Azealia Banks comes for Beyoncé’s new album with a jaw-dropping rant

At this point, Azealia Banks is better known for her endless list of feuds than her music. Her latest target? Beyoncé — more specifically, Beyoncé’s upcoming country album Cowboy Carter.

Yesterday, Beyoncé posted the album’s cover — a striking image of her in full cowboy getup riding a white horse and holding an American flag — and shared some of the album’s backstory on Instagram. Banks wasn’t happy about any of it.

The 212 rapper first took issue with Beyoncé’s choice of album title and imagery, alleging that she’s using the cowboy aesthetic to appeal to white people.

“Wow we didn’t even try to put even a little effort into a more artistic title?” Banks asked via her Instagram stories. “I’m kind of ashamed at how [you] switch from baobab trees and black parade to this literal pick me stuff. […] [You’re] always sharing [your] platform with white women who are so jealous of you but have such a long history of sabotaging other black women’s careers.”

Banks was far from done ridiculing Beyoncé’s switch to country music, saying that it was a wasted opportunity for “pertinent cultural commentary.”

“There could have been a humor to it which would bestow upon you even a smidgen of personality to make you an interesting person again… but you’re reinforcing the false rhetoric that country music is a post civil war white art form,” Banks continued.

Next, Banks tore into Beyoncé’s latest record-breaking achievement: becoming the first Black woman to have the number one single on the Hot Country Songs chart.

“We’re supposed to buy into this falsified victim crap about not being accepted in a genre you’ve dabbled in here and there?

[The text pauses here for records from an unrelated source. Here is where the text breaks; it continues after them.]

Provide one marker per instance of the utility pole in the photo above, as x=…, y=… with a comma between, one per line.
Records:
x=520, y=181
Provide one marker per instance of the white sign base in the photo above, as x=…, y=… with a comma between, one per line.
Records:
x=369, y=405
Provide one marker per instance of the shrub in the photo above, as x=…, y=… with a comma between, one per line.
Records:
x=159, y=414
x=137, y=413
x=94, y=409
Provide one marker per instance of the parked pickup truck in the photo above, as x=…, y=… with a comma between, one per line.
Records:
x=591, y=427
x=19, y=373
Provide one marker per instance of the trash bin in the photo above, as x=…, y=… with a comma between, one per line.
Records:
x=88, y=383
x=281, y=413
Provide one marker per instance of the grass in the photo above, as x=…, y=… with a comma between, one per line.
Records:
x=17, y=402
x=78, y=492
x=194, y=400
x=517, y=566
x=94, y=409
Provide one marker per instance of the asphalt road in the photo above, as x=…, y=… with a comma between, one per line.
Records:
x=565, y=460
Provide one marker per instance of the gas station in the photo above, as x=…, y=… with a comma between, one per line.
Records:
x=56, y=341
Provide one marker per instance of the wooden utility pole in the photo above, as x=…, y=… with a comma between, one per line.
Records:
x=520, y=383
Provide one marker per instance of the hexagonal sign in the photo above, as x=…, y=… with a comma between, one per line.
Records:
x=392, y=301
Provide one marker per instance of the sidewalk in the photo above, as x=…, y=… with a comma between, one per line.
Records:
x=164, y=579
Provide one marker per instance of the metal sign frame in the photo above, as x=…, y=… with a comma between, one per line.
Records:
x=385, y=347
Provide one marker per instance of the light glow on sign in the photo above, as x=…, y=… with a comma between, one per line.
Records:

Like in 2024, is being the first black woman to have a #1 on the country charts an accomplishment when you’ve clearly used your capitalist advantage to smother out the currently existing black artists in country music who have been grinding for years but don’t have money to send fruit plates and backstage passes to Grammy voters?” Banks asked. “Sis I’m sorry to rain on your parade but there’s actually nothing monumental about it.”

(For the record, one of those pre-existing Black country artists, Tanner Adell, said she has no issue with Beyoncé entering the genre.)

Banks’ next target: one of Cowboy Carter’s singles, “16 Carriages,” which she says “doesn’t even make sense in context.”

“What kind of pilgrim fantasy were you having,” Banks wrote. “You’re from 1980s Houston [Texas], a major metropolis…. Was it really giving horse and buggy sis? Come on now.”

Finally, Banks came for Beyoncé’s caption, which detailed how she was inspired to make a country album after being criticized for appearing at the Country Music Awards in 2016.

“Criticism from who? Please stop with the pity party,” Banks wrote. “It’s crazy to me that all it takes is some white [person’s] opinion for her to start tap dancing.”

Beyoncé also wrote that going country forced her “to propel past the limitations” that were placed on her and is “a result of challenging [herself]” — a choice of words that Banks didn’t like either.

“‘Limitations?’ GOLLY …. Beyoncé you’re a notoriously bad actress lmao yet no one ever stops you from doing it,” Banks wrote. “Challenging yourself?! Girl [challenge] your ego and collab with Rihanna.”

Clearly, Banks’ issues with Beyoncé go far beyond this one album rollout. But if Beyoncé takes any of it to heart, we hope it’s the idea of a Rihanna collab.